Down Payment Requirements by Jurisdiction
| Country | Standard Down Payment | Maximum LTV | Notes |
|---|---|---|---|
| Spain | 20-30% | 80% primary / 70% second home | Plus 10-12% closing costs |
| Mexico (INFONAVIT) | 5-10% | 90-95% | Subaccount balance reduces down payment |
| Mexico (private banks) | 10-20% | 80-90% | |
| Chile | 10-20% | 80-90% | UF-indexed loans |
| Colombia | 20-30% | 70-80% |
Worked Example: EUR 200,000 Mortgage Across 3 Spanish Lenders
Borrower: EUR 200,000 loan, 25-year term, primary residence, payroll domiciliation and insurance bundled.
| Lender | TIN | Monthly Payment | Total Interest (25y) | Total Cost |
|---|---|---|---|---|
| ING (3.2% TIN) | 3.2% | EUR 966 | EUR 89,800 | EUR 289,800 |
| BBVA (3.4% TIN) | 3.4% | EUR 988 | EUR 96,400 | EUR 296,400 |
| Sabadell (3.8% TIN) | 3.8% | EUR 1,033 | EUR 109,900 | EUR 309,900 |
Difference between cheapest and most expensive: EUR 20,100 in total interest — 10% of the original principal — from a 0.6% rate difference over 25 years.
Early Repayment Rights (Spain)
Under Ley 5/2019, early repayment penalties are capped:
- Fixed-rate mortgages: 2% of repaid capital in the first 10 years; 1.5% from year 11 onward.
- Variable-rate mortgages: 0.25% in the first 3 years; 0% thereafter.
Partial early repayment (amortización parcial) reduces the outstanding balance and can be structured to either reduce the monthly payment or shorten the remaining term — most borrowers prefer shortening the term to reduce total interest paid.
Subrogation: Switching Lenders Mid-Mortgage
A subrogación allows you to transfer an existing mortgage to a new lender without going through a full application process. The new lender pays off the old lender and assumes the mortgage. Since Ley 5/2019, the old lender cannot charge the full notary and registry costs for a subrogation — only the early repayment fee applies. This has made switching lenders mid-mortgage more accessible and has improved competition.
Alternatives to Conventional Mortgage Loans
Leasing inmobiliario (real estate leasing): The property is owned by a leasing company, and the buyer makes monthly payments that combine use fee and purchase option premium. At lease end, the buyer exercises an option to acquire at a residual value. Used mainly by businesses (where lease payments are tax-deductible) rather than individual homebuyers.
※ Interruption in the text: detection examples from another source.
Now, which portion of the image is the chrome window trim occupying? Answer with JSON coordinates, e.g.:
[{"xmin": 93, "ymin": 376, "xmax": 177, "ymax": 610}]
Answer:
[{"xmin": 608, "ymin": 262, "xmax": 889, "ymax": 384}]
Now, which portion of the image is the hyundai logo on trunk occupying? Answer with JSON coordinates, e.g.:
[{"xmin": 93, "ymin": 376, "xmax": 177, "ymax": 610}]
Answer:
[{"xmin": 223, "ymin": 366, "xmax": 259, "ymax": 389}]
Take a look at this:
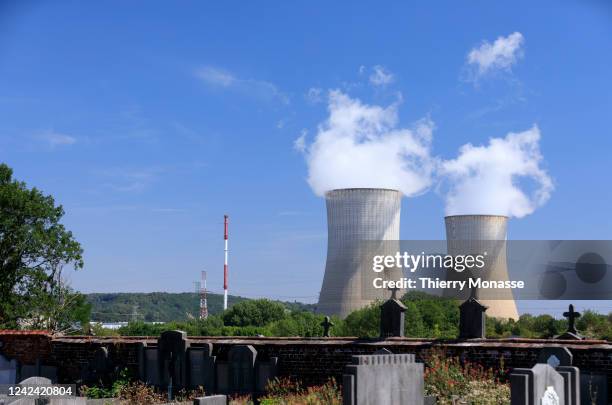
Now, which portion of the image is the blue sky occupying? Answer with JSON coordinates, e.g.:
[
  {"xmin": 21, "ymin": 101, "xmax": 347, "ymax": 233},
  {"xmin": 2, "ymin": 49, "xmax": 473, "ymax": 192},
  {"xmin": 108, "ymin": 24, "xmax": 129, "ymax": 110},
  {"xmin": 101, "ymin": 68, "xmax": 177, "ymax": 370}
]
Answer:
[{"xmin": 0, "ymin": 1, "xmax": 612, "ymax": 312}]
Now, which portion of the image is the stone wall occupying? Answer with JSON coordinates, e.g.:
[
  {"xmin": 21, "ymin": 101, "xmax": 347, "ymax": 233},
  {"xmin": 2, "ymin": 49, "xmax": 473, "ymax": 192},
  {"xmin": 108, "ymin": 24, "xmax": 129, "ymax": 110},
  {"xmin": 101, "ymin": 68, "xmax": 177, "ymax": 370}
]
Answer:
[{"xmin": 0, "ymin": 331, "xmax": 612, "ymax": 400}]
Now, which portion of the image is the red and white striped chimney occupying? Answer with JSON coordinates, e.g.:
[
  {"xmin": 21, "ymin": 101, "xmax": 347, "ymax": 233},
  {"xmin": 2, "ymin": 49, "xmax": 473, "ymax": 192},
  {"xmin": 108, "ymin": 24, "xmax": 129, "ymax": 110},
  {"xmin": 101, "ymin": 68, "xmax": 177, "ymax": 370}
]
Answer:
[{"xmin": 223, "ymin": 215, "xmax": 229, "ymax": 310}]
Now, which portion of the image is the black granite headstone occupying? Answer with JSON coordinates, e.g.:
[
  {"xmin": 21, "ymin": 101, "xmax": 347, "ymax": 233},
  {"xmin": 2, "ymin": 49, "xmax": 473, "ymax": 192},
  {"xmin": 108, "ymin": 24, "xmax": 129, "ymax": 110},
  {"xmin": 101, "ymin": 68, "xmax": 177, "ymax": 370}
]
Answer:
[
  {"xmin": 459, "ymin": 297, "xmax": 487, "ymax": 339},
  {"xmin": 228, "ymin": 345, "xmax": 257, "ymax": 394},
  {"xmin": 157, "ymin": 330, "xmax": 189, "ymax": 389},
  {"xmin": 380, "ymin": 298, "xmax": 406, "ymax": 339}
]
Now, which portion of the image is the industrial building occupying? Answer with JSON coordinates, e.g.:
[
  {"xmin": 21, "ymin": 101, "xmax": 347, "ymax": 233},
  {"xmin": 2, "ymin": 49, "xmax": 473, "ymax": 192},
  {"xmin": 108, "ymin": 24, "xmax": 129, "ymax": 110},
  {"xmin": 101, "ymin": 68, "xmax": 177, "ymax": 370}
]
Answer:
[
  {"xmin": 317, "ymin": 188, "xmax": 402, "ymax": 317},
  {"xmin": 317, "ymin": 188, "xmax": 518, "ymax": 319},
  {"xmin": 444, "ymin": 215, "xmax": 518, "ymax": 319}
]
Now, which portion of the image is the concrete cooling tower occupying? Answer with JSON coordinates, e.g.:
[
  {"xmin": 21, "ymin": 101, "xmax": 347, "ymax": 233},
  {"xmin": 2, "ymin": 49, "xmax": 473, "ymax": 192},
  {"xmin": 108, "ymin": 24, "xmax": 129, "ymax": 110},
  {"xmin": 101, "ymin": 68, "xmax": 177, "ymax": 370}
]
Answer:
[
  {"xmin": 317, "ymin": 188, "xmax": 402, "ymax": 317},
  {"xmin": 445, "ymin": 215, "xmax": 518, "ymax": 319}
]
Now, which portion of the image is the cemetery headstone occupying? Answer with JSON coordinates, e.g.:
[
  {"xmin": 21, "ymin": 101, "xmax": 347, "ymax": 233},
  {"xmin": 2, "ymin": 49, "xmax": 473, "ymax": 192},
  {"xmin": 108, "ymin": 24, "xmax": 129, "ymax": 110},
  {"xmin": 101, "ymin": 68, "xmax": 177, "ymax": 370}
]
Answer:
[
  {"xmin": 459, "ymin": 297, "xmax": 487, "ymax": 339},
  {"xmin": 342, "ymin": 354, "xmax": 424, "ymax": 405},
  {"xmin": 510, "ymin": 363, "xmax": 566, "ymax": 405},
  {"xmin": 0, "ymin": 354, "xmax": 17, "ymax": 384},
  {"xmin": 228, "ymin": 345, "xmax": 257, "ymax": 393},
  {"xmin": 19, "ymin": 360, "xmax": 57, "ymax": 383},
  {"xmin": 157, "ymin": 330, "xmax": 189, "ymax": 389},
  {"xmin": 321, "ymin": 316, "xmax": 334, "ymax": 337},
  {"xmin": 88, "ymin": 347, "xmax": 111, "ymax": 382},
  {"xmin": 556, "ymin": 304, "xmax": 584, "ymax": 340},
  {"xmin": 380, "ymin": 298, "xmax": 406, "ymax": 339},
  {"xmin": 255, "ymin": 357, "xmax": 278, "ymax": 392},
  {"xmin": 187, "ymin": 343, "xmax": 216, "ymax": 392},
  {"xmin": 538, "ymin": 346, "xmax": 580, "ymax": 405}
]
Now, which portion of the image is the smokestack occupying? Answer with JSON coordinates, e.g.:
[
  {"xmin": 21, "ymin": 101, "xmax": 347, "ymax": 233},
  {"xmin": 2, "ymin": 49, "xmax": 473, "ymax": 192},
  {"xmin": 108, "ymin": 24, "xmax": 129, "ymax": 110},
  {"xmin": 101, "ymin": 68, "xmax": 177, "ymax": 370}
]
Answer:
[
  {"xmin": 444, "ymin": 215, "xmax": 518, "ymax": 319},
  {"xmin": 317, "ymin": 188, "xmax": 402, "ymax": 317},
  {"xmin": 223, "ymin": 215, "xmax": 229, "ymax": 310}
]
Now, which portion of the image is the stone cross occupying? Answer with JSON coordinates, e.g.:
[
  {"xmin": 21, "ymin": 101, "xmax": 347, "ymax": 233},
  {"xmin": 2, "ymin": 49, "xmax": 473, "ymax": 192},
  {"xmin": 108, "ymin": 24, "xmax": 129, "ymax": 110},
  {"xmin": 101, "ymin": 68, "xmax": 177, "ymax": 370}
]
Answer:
[
  {"xmin": 389, "ymin": 287, "xmax": 399, "ymax": 300},
  {"xmin": 321, "ymin": 316, "xmax": 334, "ymax": 337},
  {"xmin": 563, "ymin": 304, "xmax": 580, "ymax": 333}
]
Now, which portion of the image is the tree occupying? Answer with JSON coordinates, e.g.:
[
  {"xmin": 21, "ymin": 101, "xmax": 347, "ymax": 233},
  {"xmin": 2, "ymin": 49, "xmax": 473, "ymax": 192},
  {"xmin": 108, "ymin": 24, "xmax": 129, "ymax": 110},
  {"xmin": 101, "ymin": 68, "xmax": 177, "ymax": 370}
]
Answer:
[
  {"xmin": 223, "ymin": 299, "xmax": 286, "ymax": 326},
  {"xmin": 0, "ymin": 164, "xmax": 88, "ymax": 330}
]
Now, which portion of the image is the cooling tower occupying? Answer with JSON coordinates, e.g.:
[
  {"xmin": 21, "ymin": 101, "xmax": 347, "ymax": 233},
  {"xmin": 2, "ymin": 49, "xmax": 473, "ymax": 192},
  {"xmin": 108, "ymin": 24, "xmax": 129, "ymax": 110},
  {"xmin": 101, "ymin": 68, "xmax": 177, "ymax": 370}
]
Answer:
[
  {"xmin": 444, "ymin": 215, "xmax": 518, "ymax": 319},
  {"xmin": 317, "ymin": 188, "xmax": 402, "ymax": 317}
]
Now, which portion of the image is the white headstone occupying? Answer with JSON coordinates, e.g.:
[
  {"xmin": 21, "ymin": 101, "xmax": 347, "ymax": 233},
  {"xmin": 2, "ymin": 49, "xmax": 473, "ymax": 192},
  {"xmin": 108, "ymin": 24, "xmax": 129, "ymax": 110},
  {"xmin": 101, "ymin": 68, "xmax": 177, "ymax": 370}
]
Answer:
[{"xmin": 541, "ymin": 385, "xmax": 559, "ymax": 405}]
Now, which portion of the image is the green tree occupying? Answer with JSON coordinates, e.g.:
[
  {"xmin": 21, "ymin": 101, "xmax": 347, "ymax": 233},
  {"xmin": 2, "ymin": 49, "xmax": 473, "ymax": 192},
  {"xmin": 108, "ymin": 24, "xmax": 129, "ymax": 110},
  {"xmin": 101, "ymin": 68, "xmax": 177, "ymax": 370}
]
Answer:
[
  {"xmin": 223, "ymin": 299, "xmax": 287, "ymax": 326},
  {"xmin": 0, "ymin": 164, "xmax": 88, "ymax": 330}
]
Rent-to-buy (alquiler con opción a compra): The tenant pays rent with a portion applied toward a future purchase price. Useful for buyers who need time to save the down payment or improve credit, but at risk of losing accumulated payments if they cannot close. Contract terms vary widely; always verify how the accumulated amount is treated if the purchase option is not exercised.
Second mortgage (segunda hipoteca): A second lien on a property that already carries a first mortgage. Second mortgages carry higher rates because the second-lien holder has subordinate priority in foreclosure. Typically used for home equity extraction, not primary purchase.
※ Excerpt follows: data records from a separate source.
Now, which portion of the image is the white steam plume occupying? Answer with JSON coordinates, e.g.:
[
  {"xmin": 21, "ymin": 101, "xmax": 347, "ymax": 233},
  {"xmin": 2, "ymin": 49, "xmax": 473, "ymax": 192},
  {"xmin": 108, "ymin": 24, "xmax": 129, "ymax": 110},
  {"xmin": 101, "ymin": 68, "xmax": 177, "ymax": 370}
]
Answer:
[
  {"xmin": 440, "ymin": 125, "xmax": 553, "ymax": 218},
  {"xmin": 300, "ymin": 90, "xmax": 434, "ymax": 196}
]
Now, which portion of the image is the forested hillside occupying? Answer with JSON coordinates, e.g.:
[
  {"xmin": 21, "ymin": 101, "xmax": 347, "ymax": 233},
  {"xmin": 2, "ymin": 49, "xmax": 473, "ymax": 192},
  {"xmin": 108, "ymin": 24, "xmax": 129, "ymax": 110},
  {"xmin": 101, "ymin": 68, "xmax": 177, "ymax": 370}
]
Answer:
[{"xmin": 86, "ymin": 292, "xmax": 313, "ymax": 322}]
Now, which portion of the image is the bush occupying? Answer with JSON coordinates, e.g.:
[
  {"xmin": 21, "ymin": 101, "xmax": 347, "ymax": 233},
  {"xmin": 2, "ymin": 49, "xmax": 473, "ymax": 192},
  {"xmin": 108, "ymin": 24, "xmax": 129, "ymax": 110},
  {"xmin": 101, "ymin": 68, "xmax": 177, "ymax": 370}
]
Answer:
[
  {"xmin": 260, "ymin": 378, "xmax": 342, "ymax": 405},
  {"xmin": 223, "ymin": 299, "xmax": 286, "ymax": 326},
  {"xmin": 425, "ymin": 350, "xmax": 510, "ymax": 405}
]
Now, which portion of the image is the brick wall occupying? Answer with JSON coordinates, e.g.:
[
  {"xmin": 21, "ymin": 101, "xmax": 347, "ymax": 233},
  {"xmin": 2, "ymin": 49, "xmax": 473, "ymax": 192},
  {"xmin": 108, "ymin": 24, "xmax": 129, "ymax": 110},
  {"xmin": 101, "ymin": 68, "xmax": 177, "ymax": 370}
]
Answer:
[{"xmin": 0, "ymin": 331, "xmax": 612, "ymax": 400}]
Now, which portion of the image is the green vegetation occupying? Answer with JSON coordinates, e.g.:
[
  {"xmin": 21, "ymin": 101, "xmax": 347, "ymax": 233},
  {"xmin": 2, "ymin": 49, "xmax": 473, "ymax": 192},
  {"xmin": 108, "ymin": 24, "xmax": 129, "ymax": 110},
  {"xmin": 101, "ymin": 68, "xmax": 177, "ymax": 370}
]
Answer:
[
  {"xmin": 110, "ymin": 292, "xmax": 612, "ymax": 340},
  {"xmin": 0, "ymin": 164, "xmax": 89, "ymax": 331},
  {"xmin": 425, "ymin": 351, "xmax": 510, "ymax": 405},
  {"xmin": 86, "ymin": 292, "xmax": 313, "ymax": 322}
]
How to Use the Monthly Payment Calculator
Enter: loan principal, annual TIN, and term in years. The calculator applies the French amortization formula to output: monthly installment, total amount paid over the full term, total interest, and a simplified amortization schedule showing the principal-vs-interest split at key intervals (year 1, 5, 10, midpoint, last year). Use three TIN scenarios simultaneously — current rate, +1%, +2% — to see how payment changes under rate stress.